Девочке нужна была семья. Отец и мать. А не старая черствая, а главное, вечно занятая тетка. Вот она и потянулась к первому, кто оказался к ней внимателен и добр. Может ли она позволить племяннице встретиться с ним, раз уж та так просит?
Невольно пришлось разбираться и ворошить старые документы.
И тут — как гром среди ясного неба — она наткнулась на собственные воспоминания о падении Волдеморта, и о том, что очень похожий мужчина был... Точно, Августус Руквуд. Отдел тайн.
Она просматривала одно воспоминание за другим, и тепло, так предательски поселившееся в душе, таяло.
"Виновен" — говорили все документы.
"Виновен" — спокойно, как школьный урок, отвечал он сам — там, в ее воспоминаниях.
Да и метка говорила сама за себя.
Шпион... И в самой глубине души еще скреблось: был ли он среди тех, кто напал на ее семью?

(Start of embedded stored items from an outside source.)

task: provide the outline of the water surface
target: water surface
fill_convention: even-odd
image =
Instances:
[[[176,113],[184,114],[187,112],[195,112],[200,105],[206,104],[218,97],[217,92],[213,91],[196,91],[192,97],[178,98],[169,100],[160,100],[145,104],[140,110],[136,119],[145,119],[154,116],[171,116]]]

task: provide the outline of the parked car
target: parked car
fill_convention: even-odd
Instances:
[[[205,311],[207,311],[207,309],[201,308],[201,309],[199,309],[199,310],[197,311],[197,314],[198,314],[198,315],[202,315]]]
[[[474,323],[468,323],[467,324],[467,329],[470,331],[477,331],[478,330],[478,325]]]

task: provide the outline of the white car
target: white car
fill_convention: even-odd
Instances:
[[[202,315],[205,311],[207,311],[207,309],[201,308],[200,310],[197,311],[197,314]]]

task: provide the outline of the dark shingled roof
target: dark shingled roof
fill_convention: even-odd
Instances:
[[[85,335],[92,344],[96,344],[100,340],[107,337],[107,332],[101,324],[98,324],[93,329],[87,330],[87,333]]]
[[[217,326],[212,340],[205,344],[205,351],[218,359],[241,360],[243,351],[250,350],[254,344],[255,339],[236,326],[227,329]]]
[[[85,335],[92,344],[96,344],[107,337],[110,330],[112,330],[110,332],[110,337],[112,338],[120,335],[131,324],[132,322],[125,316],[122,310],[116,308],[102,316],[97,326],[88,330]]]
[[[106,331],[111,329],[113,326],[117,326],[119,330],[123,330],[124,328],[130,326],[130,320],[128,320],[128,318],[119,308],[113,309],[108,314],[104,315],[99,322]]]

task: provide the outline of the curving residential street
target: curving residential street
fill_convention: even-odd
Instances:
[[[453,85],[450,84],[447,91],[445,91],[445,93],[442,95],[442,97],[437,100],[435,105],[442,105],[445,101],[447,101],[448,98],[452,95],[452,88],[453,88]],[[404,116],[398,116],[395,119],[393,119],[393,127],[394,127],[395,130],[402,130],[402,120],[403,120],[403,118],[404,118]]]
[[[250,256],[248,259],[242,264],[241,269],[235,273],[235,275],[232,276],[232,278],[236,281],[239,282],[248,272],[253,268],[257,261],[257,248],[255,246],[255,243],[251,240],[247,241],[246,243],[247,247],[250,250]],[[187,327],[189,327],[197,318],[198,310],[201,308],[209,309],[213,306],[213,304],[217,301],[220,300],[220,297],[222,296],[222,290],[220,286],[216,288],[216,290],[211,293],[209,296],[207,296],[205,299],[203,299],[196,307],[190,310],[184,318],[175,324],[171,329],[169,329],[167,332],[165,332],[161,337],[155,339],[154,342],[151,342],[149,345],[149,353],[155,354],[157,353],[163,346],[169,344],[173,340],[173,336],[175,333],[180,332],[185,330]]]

"Хоть бы Сьюзен больше ничего не спрашивала. Надо ее куда-нибудь отвезти — новые впечатления должны помочь позабыть..."
Глава 2.
Чужой среди не своих
Первым, что Августус услышал от Родольфуса Лестрейнджа из камеры напротив, было язвительное:
— Тебя не отмазали, ну надо же.
— Видимо, грешил больше, чем нужно? — с деланным равнодушием откликнулся он, оценив щелчок по носу и в очередной раз повторив себе: никогда не надо думать, что ты умнее всех. Даже если это не только ты, а все твои коллеги по работе и начальник тоже. Однако спрашивать, кто и когда его раскусил, не стал — старший Лестрейндж на блефе попадался неоднократно. Может, все не так и плохо.

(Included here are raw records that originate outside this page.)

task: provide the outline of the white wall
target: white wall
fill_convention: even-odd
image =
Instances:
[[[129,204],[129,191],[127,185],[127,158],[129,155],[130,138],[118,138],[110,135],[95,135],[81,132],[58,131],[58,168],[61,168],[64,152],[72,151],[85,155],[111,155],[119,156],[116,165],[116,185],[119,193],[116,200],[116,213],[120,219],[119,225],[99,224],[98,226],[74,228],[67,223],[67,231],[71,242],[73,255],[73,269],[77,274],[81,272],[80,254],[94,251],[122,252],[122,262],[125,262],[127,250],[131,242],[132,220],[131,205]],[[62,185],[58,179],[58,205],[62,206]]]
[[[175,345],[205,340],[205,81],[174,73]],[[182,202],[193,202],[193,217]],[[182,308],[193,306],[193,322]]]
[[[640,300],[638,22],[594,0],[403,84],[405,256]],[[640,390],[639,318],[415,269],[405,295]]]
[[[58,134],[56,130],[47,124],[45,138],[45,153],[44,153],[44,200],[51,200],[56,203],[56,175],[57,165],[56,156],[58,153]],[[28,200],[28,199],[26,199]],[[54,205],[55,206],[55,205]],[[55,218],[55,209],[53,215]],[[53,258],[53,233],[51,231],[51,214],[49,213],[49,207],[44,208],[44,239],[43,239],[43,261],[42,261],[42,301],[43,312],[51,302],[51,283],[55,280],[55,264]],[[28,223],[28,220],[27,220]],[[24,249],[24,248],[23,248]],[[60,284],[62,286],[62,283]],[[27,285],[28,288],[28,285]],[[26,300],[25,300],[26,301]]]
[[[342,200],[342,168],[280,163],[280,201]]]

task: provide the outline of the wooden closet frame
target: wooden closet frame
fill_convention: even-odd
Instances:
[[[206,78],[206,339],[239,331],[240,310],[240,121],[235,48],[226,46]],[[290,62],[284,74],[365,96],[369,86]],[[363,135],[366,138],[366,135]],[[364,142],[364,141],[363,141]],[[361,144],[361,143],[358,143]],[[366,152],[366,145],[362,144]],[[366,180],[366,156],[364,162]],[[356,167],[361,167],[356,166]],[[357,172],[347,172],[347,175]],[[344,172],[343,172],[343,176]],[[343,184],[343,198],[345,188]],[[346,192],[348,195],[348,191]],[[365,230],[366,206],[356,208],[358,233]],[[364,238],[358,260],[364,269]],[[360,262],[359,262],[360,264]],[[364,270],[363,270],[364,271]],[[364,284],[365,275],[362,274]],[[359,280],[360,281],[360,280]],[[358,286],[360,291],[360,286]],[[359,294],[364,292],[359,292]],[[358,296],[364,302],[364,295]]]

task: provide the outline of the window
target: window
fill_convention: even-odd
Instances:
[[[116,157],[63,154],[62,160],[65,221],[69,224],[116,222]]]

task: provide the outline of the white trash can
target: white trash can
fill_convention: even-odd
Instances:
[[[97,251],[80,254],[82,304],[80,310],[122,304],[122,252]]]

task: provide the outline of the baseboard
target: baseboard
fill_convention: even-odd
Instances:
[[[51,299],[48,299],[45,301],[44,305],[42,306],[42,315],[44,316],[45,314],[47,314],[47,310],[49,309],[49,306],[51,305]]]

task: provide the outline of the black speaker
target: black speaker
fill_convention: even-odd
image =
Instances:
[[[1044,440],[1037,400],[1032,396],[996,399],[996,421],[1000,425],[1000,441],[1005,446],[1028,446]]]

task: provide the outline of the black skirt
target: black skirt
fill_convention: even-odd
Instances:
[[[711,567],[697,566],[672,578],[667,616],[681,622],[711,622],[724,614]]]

— А сколько нужно? Какова мера, за которую тебя бы простили? Может, у вас там начальник сменился, и некому замолвить слово за ценного сотрудника?

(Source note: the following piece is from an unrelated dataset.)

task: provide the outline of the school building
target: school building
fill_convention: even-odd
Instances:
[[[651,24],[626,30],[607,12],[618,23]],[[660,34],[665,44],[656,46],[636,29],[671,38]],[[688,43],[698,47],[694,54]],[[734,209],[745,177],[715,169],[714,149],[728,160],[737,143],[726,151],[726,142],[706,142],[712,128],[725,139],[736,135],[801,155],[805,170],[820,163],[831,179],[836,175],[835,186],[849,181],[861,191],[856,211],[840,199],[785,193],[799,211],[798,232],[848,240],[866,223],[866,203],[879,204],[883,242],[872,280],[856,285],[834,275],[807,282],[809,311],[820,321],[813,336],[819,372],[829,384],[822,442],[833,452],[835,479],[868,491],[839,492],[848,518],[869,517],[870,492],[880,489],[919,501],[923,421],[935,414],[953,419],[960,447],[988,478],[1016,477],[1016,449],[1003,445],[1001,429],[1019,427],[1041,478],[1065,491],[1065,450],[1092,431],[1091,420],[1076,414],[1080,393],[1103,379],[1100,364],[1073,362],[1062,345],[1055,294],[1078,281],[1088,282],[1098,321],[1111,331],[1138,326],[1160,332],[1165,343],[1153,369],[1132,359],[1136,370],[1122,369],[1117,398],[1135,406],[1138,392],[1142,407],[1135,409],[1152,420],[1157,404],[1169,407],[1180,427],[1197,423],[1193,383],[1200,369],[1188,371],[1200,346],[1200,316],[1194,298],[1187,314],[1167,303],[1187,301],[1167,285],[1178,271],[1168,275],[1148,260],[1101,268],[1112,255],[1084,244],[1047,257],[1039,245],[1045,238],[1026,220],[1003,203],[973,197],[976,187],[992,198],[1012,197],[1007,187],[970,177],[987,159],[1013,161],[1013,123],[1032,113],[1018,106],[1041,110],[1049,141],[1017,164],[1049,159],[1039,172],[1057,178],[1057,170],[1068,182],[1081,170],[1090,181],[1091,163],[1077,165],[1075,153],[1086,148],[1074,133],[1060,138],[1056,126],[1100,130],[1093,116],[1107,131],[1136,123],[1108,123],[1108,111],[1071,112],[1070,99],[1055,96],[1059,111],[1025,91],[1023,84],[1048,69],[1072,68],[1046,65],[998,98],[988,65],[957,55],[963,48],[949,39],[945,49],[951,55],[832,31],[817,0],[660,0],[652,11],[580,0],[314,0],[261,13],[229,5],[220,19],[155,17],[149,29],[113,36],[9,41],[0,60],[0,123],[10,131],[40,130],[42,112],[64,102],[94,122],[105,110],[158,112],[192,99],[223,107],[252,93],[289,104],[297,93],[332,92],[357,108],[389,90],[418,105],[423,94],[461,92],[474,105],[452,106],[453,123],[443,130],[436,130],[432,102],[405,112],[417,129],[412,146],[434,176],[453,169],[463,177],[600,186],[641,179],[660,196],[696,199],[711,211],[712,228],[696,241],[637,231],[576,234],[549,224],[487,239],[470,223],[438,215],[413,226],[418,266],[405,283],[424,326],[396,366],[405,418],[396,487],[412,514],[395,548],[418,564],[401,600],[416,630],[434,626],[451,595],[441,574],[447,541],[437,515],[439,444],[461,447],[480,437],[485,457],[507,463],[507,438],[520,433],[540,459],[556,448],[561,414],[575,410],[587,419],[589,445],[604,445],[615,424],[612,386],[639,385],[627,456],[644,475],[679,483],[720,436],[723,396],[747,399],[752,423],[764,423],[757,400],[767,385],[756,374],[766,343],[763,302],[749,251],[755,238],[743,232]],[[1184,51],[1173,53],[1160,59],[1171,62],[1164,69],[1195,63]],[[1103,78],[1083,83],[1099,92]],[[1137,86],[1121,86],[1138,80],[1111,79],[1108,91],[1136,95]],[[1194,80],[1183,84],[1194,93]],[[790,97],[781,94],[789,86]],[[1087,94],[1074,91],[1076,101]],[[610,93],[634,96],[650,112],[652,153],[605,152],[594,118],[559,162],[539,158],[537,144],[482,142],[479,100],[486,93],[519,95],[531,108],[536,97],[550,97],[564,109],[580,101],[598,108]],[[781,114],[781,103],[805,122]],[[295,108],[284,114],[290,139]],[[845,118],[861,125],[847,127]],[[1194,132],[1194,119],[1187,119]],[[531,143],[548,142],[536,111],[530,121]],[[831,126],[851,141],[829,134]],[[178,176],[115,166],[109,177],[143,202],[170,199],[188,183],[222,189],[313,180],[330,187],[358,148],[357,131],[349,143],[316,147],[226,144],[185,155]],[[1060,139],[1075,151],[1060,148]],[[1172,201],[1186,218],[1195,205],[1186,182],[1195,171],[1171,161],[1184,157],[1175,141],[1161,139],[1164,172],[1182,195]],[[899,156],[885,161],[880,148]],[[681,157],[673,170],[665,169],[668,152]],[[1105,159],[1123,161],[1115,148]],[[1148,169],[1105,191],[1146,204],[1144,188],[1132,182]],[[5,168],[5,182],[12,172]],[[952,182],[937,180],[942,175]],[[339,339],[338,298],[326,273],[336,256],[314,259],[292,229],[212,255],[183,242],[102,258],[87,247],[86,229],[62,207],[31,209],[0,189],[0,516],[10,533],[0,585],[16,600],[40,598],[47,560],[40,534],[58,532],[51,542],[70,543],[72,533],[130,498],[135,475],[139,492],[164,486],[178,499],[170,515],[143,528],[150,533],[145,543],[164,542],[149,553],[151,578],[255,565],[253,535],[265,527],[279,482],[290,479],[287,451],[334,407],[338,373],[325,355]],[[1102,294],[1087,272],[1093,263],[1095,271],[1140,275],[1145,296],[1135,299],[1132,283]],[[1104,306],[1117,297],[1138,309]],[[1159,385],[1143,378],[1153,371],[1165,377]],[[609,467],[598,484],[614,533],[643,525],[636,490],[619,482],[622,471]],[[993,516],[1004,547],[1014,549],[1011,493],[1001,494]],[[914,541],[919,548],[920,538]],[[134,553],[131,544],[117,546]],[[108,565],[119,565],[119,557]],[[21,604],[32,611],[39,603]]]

— Ценность определяется делами, — процедил Августус. — А чем занимался я, тебе прекрасно известно.
— Ну... не могу сказать, чтоб ты особо старался в рейдах.
— Ты и сам там бывал не часто.
— Да уж почаще тебя...
— Что, будем разбираться, кто из нас более достоин вот этого? — Августус обвел рукой окружающее пространство.
Разговаривая, они оба приблизились к решеткам и теперь могли довольно неплохо друг друга видеть, так что Лестрейндж только фыркнул в ответ, отвернулся и отошел.
После падения Лорда метки на руках повыцвели, а главное, сознание их носителей стало постепенно меняться. Августус наблюдал, слушал, записывал, и раз в неделю, в самые разные дни, чтобы не вызывать вопросов, оставлял вместо себя «куклу» и отправлялся на работу — в родной отдел. Удачное расположение — крайняя камера за непонятным выступом, частично отделявшим ее от остального коридора, требовала только усыпить или просто бросить Конфундус на Лестрейнджа, а там можно было спокойно выходить: ключи были, петли смазаны, да и Купол Тишины наколдовать он вполне мог, что и делал — зачем ему ненужный риск.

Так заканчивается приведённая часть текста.